Les Golledge

Personal information
- Full name: Leslie Howard Golledge
- Date of birth: 3 August 1911
- Place of birth: Chipping Sodbury, England
- Date of death: 19 July 1989 (aged 77)
- Place of death: Bristol, England
- Height: 5 ft 7+1⁄2 in (1.71 m)
- Position(s): Forward

Youth career
- Shortwood
- Kingswood

Senior career*
- Years: Team / Apps / (Gls)
- 1930–1934: Bristol City / 25 / (3)
- 1934–1936: Bristol Rovers / 9 / (1)
- 1937: Lincoln City / 0 / (0)
- Total:  / 34 / (4)

= Les Golledge =

English footballer (1911–1989)

Leslie Howard Golledge (3 August 1911 – 19 July 1989) was a professional footballer who played as a centre forward, inside forward and right half in The Football League for Bristol City and Bristol Rovers in the 1930s.

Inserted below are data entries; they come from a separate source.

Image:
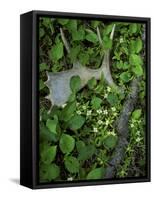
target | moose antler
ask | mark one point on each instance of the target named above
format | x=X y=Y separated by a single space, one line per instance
x=59 y=82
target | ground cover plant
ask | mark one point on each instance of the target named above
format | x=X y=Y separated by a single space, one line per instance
x=99 y=132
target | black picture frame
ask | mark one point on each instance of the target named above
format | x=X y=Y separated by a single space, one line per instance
x=29 y=103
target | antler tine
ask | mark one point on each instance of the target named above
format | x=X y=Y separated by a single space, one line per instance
x=112 y=32
x=66 y=44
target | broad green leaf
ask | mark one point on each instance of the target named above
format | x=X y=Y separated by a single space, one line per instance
x=74 y=53
x=87 y=152
x=92 y=83
x=110 y=141
x=138 y=70
x=79 y=145
x=137 y=114
x=78 y=35
x=71 y=164
x=108 y=29
x=52 y=125
x=41 y=84
x=49 y=172
x=107 y=42
x=84 y=58
x=133 y=28
x=75 y=83
x=63 y=21
x=97 y=173
x=76 y=122
x=68 y=111
x=43 y=66
x=56 y=52
x=125 y=77
x=96 y=102
x=66 y=143
x=48 y=154
x=72 y=25
x=92 y=37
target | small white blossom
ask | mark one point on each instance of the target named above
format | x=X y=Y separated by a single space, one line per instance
x=113 y=109
x=78 y=112
x=95 y=130
x=99 y=111
x=63 y=106
x=88 y=112
x=105 y=96
x=105 y=112
x=107 y=122
x=70 y=178
x=108 y=89
x=84 y=107
x=100 y=122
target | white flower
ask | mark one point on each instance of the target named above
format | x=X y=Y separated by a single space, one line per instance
x=113 y=109
x=78 y=112
x=88 y=112
x=99 y=111
x=84 y=107
x=105 y=96
x=105 y=112
x=100 y=122
x=107 y=122
x=70 y=178
x=63 y=106
x=108 y=89
x=95 y=130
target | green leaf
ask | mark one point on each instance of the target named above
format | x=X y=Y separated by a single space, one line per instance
x=68 y=111
x=71 y=164
x=97 y=173
x=49 y=172
x=76 y=122
x=87 y=152
x=63 y=21
x=125 y=77
x=92 y=37
x=52 y=125
x=75 y=83
x=72 y=25
x=137 y=114
x=48 y=154
x=78 y=35
x=96 y=102
x=74 y=53
x=41 y=84
x=138 y=70
x=135 y=60
x=67 y=143
x=112 y=99
x=56 y=52
x=133 y=28
x=110 y=141
x=79 y=145
x=135 y=46
x=92 y=83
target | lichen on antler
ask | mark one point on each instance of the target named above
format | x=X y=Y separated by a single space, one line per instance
x=59 y=82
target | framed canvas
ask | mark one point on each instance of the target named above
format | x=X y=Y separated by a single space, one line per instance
x=85 y=99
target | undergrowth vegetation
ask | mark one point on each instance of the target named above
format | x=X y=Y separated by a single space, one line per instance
x=78 y=140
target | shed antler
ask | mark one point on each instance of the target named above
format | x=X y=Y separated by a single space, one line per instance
x=59 y=82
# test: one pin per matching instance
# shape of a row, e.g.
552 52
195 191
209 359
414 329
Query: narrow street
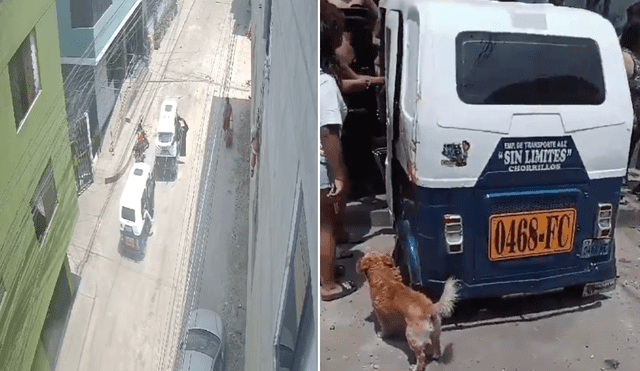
129 315
549 332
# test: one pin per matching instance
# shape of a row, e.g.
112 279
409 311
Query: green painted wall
40 362
74 42
28 269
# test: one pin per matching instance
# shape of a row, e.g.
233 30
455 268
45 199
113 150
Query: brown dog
396 305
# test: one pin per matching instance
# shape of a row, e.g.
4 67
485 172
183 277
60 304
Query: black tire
398 257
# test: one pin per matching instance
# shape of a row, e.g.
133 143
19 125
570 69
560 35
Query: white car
204 344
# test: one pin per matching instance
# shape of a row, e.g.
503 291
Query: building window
2 290
295 324
86 13
23 75
44 203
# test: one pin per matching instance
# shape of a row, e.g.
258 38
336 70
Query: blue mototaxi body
428 263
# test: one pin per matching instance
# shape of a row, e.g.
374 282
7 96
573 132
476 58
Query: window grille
24 80
44 203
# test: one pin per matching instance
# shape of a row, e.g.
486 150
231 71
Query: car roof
166 123
207 320
196 361
136 183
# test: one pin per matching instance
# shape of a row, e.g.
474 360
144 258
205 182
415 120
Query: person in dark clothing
630 43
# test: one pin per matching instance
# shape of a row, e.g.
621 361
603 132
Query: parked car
204 343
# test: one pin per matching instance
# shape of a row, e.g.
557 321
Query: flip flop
344 254
340 270
348 287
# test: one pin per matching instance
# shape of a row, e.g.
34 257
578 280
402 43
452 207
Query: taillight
453 233
603 221
130 243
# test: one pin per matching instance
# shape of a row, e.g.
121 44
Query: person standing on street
332 170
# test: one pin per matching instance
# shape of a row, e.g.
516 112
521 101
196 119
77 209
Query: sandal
339 270
344 254
348 287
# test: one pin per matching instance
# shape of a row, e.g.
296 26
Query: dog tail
445 305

Golledge joined Bristol City as an amateur in 1930, turning professional a year later, where he played 25 times and scored three goals in the football league. Following a trial with Rovers in 1934 he joined them as an amateur, playing mostly for their reserve team. He won two Western League championships with the reserves, and made nine first team appearances, scoring a single goal. He ended his time with Rovers playing for the 'A' team (the third team), and later had a spell playing for Lincoln City's reserves.

Despite his small number of appearances, Golledge holds a place in the Bristol Rovers history books as his only goal for them was their 1000th goal in league football.